Lin contributed to a 2009 National Academies report which argued that the situation calls for talks with other nations to establish the rules of the road, open debate in Congress on U.S. strategy, and the development of better tools to detect and measure threats. A later report described the tricky landscape of deterrence.

Last month, General Keith Alexander, head of the National Security Agency and the U.S. Cyber Command, said the U.S. military needs better capabilities to not only defend against cyberattacks, but also to potentially launch them. Speaking at the U.S. Strategic Command’s Cyber and Space Symposium in Omaha, Nebraska, he told an audience of 1,500 military and defense contracting officials that the U.S. military should have the power to attack other countries in cyberspace. “We can’t just defend,” Alexander said.

He noted that, in general, the United States needed to fight back against countries that have conducted cyber espionage on U.S. companies and defense contractors, as many experts have suggested China and Russia have done. (Technology Review described the interlocking landscape of cybercrime, espionage, and war in this report last year.)

One underlying reason for the escalation of cyberwar is that it’s hard to identify emerging threats and put them in perspective. An interdisciplinary MIT effort is building a cyber data dashboard that stitches information on cybersecurity and crime together with political, economic, and demographic data, to allow users to find patterns and correlations.

Someone using the dashboard could find, for example, the number of computer viruses detected as a function of the number of a nation’s Internet users, or see how cybercrime relates to GDP across different nations. The dashboard can be used publicly and does not yet require a password for access.

That data effort is echoed by a recent call from Harvard Law School professors Jonathan Zittrain and John Palfrey for more research to produce better Internet data—such as on activities within social networks relating to cybercrime.

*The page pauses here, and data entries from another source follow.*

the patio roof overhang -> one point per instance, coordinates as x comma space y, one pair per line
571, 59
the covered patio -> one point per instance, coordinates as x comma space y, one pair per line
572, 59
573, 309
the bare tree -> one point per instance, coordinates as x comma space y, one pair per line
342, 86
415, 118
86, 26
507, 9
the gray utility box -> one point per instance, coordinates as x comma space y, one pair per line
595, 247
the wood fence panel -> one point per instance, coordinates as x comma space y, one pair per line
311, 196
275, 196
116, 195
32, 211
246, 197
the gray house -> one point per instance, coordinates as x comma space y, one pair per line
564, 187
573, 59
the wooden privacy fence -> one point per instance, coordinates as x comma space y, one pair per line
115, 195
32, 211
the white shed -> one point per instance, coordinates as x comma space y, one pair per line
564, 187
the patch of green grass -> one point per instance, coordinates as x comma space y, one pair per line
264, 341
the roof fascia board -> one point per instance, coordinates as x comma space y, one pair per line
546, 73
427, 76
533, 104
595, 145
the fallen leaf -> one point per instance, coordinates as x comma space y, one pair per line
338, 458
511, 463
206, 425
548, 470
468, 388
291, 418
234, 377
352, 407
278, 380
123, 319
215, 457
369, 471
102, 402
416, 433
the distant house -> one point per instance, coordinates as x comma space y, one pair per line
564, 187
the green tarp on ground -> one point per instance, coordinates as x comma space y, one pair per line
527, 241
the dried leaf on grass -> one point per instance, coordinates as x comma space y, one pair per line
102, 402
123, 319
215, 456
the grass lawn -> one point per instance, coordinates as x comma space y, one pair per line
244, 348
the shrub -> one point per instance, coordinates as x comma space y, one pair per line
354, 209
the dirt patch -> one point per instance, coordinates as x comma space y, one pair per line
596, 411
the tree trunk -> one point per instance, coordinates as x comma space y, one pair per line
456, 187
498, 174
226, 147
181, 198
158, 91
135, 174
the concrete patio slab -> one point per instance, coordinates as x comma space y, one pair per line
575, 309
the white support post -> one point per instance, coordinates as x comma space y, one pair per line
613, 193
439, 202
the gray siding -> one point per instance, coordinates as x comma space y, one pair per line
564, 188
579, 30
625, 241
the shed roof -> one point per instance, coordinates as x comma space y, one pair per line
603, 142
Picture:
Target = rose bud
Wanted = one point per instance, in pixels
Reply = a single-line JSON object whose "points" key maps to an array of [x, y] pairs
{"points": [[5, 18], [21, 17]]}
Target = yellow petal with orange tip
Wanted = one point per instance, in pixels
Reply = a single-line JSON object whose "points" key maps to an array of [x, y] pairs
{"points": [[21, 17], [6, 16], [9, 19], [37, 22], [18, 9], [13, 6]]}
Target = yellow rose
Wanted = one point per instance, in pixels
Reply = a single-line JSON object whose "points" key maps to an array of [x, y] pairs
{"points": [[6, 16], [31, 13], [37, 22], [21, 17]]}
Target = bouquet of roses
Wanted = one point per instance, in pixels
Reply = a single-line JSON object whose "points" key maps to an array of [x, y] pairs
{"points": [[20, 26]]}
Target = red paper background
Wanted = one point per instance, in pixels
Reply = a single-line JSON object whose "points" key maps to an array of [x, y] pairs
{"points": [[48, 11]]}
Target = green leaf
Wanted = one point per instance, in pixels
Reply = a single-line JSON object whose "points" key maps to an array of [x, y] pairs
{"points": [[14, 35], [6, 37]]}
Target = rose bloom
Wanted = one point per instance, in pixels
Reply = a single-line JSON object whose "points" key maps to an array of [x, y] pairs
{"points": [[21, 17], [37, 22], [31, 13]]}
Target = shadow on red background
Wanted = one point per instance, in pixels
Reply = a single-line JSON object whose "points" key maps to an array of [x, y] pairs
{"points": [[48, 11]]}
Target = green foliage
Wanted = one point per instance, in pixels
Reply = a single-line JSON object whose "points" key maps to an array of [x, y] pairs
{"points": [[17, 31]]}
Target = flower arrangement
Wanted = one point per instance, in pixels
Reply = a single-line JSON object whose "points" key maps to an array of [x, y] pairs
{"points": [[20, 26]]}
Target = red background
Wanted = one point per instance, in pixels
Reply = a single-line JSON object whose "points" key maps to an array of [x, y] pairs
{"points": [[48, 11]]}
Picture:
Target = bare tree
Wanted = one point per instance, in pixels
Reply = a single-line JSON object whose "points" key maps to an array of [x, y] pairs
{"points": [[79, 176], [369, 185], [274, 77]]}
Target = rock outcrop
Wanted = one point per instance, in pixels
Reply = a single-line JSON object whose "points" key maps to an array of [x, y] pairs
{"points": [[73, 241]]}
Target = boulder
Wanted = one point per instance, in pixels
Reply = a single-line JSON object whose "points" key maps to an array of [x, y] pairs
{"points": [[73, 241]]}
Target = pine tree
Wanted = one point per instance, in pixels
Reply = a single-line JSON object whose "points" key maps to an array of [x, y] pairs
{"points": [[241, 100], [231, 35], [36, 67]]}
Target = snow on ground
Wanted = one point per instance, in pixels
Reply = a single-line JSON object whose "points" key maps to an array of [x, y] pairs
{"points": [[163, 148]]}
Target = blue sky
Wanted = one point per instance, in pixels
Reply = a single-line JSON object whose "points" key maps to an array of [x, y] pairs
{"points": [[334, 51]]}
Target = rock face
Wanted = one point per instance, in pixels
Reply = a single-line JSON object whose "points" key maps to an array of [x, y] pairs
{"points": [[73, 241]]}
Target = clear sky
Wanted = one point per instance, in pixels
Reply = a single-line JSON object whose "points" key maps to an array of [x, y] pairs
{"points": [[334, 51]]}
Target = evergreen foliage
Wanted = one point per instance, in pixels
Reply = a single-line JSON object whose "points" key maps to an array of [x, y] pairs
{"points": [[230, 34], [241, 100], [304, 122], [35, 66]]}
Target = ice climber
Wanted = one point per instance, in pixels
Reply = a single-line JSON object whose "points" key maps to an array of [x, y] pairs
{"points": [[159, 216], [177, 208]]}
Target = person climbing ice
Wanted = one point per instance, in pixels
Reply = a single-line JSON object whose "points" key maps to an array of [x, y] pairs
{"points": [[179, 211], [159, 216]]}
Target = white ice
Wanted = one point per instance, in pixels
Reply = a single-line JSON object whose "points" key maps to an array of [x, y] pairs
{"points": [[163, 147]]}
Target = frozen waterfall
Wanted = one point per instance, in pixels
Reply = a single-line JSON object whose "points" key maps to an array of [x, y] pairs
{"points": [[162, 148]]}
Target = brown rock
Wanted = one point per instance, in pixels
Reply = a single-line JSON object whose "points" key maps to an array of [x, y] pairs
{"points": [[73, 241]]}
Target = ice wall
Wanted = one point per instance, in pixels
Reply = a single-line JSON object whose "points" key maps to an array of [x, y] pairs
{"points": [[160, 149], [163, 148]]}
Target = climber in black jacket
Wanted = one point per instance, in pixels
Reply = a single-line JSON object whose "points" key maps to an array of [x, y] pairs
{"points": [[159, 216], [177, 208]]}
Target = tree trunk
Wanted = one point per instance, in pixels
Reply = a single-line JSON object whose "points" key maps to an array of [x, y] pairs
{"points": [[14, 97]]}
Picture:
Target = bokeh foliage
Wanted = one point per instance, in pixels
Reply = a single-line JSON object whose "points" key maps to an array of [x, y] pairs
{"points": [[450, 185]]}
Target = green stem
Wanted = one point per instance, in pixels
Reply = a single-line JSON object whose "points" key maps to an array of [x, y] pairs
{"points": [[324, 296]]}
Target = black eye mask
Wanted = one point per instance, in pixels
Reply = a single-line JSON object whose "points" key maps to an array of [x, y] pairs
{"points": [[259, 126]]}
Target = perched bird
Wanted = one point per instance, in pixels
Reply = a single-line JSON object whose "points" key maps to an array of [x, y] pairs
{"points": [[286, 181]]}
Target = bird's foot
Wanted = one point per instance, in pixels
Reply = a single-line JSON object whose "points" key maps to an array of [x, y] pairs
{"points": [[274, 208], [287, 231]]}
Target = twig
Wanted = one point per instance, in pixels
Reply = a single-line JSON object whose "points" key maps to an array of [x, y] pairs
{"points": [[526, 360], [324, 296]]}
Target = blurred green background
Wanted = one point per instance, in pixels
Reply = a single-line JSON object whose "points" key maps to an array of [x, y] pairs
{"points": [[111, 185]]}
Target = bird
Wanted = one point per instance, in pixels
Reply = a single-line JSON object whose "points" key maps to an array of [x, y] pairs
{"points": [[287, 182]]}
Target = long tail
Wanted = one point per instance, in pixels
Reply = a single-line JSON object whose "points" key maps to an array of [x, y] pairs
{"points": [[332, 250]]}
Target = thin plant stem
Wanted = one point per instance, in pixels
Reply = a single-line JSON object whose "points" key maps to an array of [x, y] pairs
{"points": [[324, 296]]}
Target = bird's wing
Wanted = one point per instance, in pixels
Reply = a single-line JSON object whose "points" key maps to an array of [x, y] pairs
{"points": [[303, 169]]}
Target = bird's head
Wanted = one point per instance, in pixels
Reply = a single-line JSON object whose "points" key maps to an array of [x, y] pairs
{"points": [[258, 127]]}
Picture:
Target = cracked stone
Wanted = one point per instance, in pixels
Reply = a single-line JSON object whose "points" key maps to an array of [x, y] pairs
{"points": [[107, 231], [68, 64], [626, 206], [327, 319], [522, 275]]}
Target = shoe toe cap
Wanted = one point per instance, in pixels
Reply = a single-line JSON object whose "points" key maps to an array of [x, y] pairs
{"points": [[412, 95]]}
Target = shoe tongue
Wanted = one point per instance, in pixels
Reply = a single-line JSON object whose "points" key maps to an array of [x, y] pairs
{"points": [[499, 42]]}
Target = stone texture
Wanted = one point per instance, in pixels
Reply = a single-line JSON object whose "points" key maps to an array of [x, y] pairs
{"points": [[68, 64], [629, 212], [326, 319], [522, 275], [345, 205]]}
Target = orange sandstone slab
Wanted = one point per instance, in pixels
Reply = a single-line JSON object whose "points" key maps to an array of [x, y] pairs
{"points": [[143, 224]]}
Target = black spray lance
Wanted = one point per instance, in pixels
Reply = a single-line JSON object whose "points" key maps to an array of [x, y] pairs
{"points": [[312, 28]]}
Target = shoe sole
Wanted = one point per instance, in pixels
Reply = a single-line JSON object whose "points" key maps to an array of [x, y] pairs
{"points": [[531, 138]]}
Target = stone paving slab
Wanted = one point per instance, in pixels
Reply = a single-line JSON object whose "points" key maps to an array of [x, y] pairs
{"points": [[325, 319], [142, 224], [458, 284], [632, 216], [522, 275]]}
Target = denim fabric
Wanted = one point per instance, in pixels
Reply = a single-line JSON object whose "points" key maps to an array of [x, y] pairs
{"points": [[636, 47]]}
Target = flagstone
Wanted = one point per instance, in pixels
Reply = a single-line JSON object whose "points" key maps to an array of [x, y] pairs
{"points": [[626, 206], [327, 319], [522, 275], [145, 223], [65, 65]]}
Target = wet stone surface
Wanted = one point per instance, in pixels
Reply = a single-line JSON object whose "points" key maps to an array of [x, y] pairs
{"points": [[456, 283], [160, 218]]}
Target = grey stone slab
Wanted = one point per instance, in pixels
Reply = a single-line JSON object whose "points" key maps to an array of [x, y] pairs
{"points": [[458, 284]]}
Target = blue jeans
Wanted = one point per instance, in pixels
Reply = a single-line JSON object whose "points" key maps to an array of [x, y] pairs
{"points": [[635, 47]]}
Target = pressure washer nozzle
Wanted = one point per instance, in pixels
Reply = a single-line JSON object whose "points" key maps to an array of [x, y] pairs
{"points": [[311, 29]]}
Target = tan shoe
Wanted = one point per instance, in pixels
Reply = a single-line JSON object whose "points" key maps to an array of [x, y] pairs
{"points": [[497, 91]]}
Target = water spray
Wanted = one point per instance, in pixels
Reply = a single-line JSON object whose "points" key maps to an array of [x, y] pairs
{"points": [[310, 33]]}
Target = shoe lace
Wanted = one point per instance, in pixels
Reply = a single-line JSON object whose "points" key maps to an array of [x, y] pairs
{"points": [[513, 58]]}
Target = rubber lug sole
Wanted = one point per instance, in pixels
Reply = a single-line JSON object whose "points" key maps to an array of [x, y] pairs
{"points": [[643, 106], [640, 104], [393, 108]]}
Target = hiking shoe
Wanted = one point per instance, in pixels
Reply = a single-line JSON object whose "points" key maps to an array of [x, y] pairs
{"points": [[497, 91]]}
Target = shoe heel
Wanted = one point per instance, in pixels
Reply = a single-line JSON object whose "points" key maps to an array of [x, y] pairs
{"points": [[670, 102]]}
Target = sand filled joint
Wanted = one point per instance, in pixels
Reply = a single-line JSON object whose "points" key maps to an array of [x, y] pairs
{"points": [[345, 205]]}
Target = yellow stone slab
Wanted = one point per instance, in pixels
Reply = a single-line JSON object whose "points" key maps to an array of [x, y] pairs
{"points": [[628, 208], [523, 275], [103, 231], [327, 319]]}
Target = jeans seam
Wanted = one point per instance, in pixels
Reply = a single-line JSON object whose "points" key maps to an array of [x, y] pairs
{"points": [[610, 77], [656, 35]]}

At last week’s MIT workshop, David Clark, an MIT computer scientist who was the Internet’s chief protocol architect in the 1980s, said that the Internet will need to be engineered to both resist attack and to make it difficult for individual regimes to shape it to their liking.

“Did we design it to be resilient to attack and control? The answer is no,” Clark said. “We thought about it being resilient to failure, and that’s different. We need now to think about a discipline of designs relevant to control.”

Clark added: “The future is not centered on performance, but centered on control and power. We are not trained, as computer scientists, to evaluate things from that perspective.”